Regarding the upgrade, yes. Sort of.

To make a very long and painful story short - there was a narrow upgrade path that required multiple rounds of upgrading ArcGIS / Postgres / PostGIS in little increments in order to hop from one supported combination of versions to another. We had to do full Postgres dumps > reloads throughout, and ultimately ended up a major version behind in ArcGIS.

The problem is that one has little flexibility to manage the software versions when working with RDS compared to "normal" Postgres, and ArcGIS has specific requirements for what it supports. In particular, RDS only supports one version of each Postgres extension (e.g. PostGIS) per Postgres release. To Amazon's credit, they are constantly releasing new Postgres/extension versions, so there's lots to choose from. But, unless Esri also certifies that platform, you can get stuck on older releases.

If we'd been running our own Postgres instance on our own host (i.e. not RDS) we could have easily worked around our compatibility issue. But we would have had to do a lot of things for ourselves that RDS was doing for us. So, I don't want turn you off of RDS. It's not perfect - but neither is running your own database instance. Let me address your second question .

With respect to success with RDS, yes. I've used it a bunch (with and without ArcGIS) and it's generally been great.

Performance has been fine, in my experience. In fact, on one project we run a tiny instance most of the time to save money, then restart it with tons of processor / memory / fast disk to do big data processing jobs. When we're done, we restart it back on the tiny specs. If performance has been bad for you, maybe you need to provision more resources to your RDS instance? (I know that's obvious to say; I'm just guessing.)

More generally, RDS is a double-edged sword: you don't have to manage much, but you don't get to manage much.

I find that RDS is a great fit for clients who don't have a full-time database person. Relying on AWS for automatic backups, automatic minor version upgrades - and one-click replication! - is fantastic. It works great. The AWS Console UI is even easy enough for technical staff without database skills to clone databases for testing. This kind of stuff is going to put me out of a job 🙂

On the other hand, to ensure that all of this magic automation is stable, Amazon necessarily restricts your access to some administrative things. For example, as we discussed above, you can't install any old version of any old extension, because you don't have access to the underlying host on which your RDS instance is running.

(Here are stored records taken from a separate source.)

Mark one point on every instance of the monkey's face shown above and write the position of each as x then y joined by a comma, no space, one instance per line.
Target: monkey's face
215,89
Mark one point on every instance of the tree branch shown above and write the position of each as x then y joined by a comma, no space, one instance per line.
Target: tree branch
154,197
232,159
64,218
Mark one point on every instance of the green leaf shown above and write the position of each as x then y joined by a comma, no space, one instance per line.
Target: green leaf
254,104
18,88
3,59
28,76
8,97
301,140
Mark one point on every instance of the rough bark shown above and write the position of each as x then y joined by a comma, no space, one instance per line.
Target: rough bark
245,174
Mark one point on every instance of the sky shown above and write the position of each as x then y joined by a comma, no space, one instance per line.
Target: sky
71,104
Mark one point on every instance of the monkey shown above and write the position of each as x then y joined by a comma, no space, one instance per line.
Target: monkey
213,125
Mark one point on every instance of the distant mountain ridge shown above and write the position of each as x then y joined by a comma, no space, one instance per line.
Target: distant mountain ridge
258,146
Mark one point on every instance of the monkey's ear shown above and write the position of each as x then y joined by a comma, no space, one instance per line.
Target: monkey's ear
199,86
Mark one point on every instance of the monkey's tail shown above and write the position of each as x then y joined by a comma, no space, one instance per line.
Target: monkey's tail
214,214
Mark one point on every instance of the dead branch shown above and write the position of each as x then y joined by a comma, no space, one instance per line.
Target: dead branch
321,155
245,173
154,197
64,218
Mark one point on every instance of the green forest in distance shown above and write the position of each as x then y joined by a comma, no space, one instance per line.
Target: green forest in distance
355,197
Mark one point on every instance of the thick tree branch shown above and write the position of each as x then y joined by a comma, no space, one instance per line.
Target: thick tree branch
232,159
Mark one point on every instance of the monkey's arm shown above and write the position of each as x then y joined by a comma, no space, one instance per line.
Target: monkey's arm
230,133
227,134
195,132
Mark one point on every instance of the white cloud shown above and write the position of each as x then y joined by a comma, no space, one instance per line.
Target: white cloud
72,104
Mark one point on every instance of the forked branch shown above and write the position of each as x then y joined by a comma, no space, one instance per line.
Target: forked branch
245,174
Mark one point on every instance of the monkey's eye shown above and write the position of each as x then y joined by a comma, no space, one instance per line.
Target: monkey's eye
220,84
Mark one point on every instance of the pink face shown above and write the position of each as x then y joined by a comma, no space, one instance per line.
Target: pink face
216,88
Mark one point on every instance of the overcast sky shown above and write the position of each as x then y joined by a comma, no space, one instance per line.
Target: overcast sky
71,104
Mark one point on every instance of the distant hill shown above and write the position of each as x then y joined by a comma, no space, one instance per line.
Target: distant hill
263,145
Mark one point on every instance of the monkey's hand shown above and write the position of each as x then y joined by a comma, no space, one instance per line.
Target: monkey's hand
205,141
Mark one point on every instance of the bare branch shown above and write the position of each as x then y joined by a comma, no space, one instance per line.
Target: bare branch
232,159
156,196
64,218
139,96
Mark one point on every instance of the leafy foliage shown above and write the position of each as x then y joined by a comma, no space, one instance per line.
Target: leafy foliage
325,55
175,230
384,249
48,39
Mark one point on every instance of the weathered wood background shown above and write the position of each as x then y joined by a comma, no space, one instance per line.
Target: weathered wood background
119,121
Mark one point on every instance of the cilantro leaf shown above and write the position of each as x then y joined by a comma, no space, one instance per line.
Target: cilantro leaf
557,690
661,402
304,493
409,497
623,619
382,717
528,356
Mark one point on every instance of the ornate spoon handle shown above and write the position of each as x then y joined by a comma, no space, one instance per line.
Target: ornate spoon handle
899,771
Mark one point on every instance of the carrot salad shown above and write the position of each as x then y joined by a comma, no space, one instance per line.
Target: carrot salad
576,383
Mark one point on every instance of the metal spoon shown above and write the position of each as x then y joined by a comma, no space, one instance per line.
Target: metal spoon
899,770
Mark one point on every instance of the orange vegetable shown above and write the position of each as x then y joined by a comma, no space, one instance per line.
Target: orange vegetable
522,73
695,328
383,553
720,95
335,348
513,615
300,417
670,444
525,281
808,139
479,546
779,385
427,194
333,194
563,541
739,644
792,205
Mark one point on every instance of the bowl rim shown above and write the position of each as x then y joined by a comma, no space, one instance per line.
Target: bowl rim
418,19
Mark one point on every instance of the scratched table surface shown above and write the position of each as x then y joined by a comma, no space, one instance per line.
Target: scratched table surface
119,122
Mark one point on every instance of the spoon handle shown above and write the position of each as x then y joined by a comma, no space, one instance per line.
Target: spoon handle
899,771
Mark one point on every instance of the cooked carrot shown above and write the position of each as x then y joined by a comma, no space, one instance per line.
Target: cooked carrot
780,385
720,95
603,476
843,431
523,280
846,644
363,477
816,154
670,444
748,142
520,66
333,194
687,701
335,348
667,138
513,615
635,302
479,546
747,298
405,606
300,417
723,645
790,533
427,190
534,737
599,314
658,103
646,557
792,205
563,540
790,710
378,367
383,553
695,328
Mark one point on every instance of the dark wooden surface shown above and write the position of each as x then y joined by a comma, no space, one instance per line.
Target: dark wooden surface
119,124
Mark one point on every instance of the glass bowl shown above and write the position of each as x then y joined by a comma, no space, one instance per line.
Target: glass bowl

Perhaps more importantly, you don't have access to SUPERUSER. Lots of admin-type stuff in Postgres depends on SUPERUSER access. Again, Amazon can't give that to us, lest we break something like backups or replication - the very things that we're paying them to do for us by choosing RDS.

The problem with this is that there's no real substitute for SUPERUSER. This isn't like the "DBA" role in Oracle, which is just some arbitrary role that happens to come with the software and which you can recreate yourself by granting the same privileges. As far as I can tell, SUPERUSER is baked-in to the Postgres software, kind of like "sysadmin" in SQL Server. You can't fake it with other privileges; you have to have the actual, built-in SUPERUSER role for certain operations that require it.

This lack of control is a pain. But, is it more or less of a pain than managing by hand all of the things that RDS does for you? It depends on how well you know Postgres and how much time you have.

RDS is neither inherently good nor bad, nor is there some generic answer about which platform, RDS or normal Postgres, is best. It's a matter of finding the best fit for the task at hand.